In Part IV, instead of a dog-eat-dog world where everyone has to endure the taste of raw dog flesh in his mouth, Lindsay envisions a world where everyday is a race, and it doesn’t really matter who wins, because everyone is “fit and fine,” carried along by the general excitement. All the beasts that have dogged mankind’s collective heels for millennia are at last contained in their cages. Maids are happy. Children have only cries of joy, because at last the peaceful kingdom has sprung to life.

In Part V, the vision is expanded to include the entire universe. The “Kallyope,” now “Tooting hope, tooting hope, tooting hope, tooting hope,” “Shaking window-pane and door/ With a crashing cosmic tune,…Voicing planet, star and moon, Shrieking of the better years.” And yes even after this prophet has passed, other “Prophet-singers will arise,” for “I am but the pioneer/Voice of the Democracy;/ I am the gutter-dream,/ I am the golden dream,/ Singing science, singing steam./I will blow the proud folk down,/ (Listen to the lion roar!)/ I am the Kallyope, Kallyope, Kallyope,/Tooting hope, tooting hope, tooting hope, tooting hope,/ Willy willy willy wah hoo!”

Nicholas Vachel Lindsay, in all his madness and energy, offers us nothing less the American dream served up on a steaming platter. And to prove that he saw himself as a prophet one need only read of his many treks across America preaching his gospel of hope and prosperity. The first one started in 1906 when he walked from Jacksonville, Florida, to Kentucky. Two years later he ambled from New York City to Hiram, Ohio. In 1912 his feet took him from Springfield, Illinois, to New Mexico, with time out in Kansas to work as a harvest hand. His self-appointed mission was to bring the good news of poetry to the people. He wanted to give them a voice of rhythm, loud and strong, worthy of their mighty nature. He wanted to show them how to celebrate, how to make their lion ROAR!
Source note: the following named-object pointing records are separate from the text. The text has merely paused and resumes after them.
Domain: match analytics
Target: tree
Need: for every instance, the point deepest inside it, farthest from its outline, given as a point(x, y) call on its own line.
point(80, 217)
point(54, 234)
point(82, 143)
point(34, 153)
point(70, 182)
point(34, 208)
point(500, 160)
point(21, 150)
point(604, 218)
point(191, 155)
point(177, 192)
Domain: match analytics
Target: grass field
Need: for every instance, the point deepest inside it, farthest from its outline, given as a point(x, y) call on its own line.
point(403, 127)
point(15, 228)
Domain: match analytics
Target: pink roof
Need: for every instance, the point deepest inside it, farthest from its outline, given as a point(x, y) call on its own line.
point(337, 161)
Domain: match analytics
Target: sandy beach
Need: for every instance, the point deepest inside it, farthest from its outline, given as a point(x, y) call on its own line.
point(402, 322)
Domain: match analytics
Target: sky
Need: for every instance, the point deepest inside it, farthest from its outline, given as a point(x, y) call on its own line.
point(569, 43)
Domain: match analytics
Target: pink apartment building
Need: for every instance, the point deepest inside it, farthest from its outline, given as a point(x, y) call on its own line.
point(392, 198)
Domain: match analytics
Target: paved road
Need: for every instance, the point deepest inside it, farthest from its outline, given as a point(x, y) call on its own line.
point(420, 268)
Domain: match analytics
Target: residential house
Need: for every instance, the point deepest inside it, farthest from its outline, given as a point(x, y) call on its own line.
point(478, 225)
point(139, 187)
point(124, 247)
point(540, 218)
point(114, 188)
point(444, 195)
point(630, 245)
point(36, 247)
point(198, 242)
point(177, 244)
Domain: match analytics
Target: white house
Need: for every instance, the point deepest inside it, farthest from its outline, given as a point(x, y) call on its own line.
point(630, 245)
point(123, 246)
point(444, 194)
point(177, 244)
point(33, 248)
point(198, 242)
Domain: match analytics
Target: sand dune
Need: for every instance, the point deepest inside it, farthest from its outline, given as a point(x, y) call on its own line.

One of the most ancient tasks of poets is to act as seers, visionaries who know without really being able to prove, what the future holds. In Lindsay's manic sort of way, his flamboyant performances, virtually pure street theater, described by Mike Goldsberry and Tracy Flemming as "a thump, a whistle, and a wheeze of a calliope,” gave American working men and women the courage to see that their hard work and dedication to their own future would result in an earthly paradise just like they had been told when they stood on some foreign shore trying to decide whether to throw it all over for a gamble in the New World. Lindsay meant the bang of the drum and plunk of the banjo bands to ring out across the New World. With a passion not less than that engendered by religion, Vachel Lindsay sang out his poetry not for the pompous professors of literature, who took him to task for things he did not understand, but for the glory of those Americans who work everyday and sweat hard to create a better world.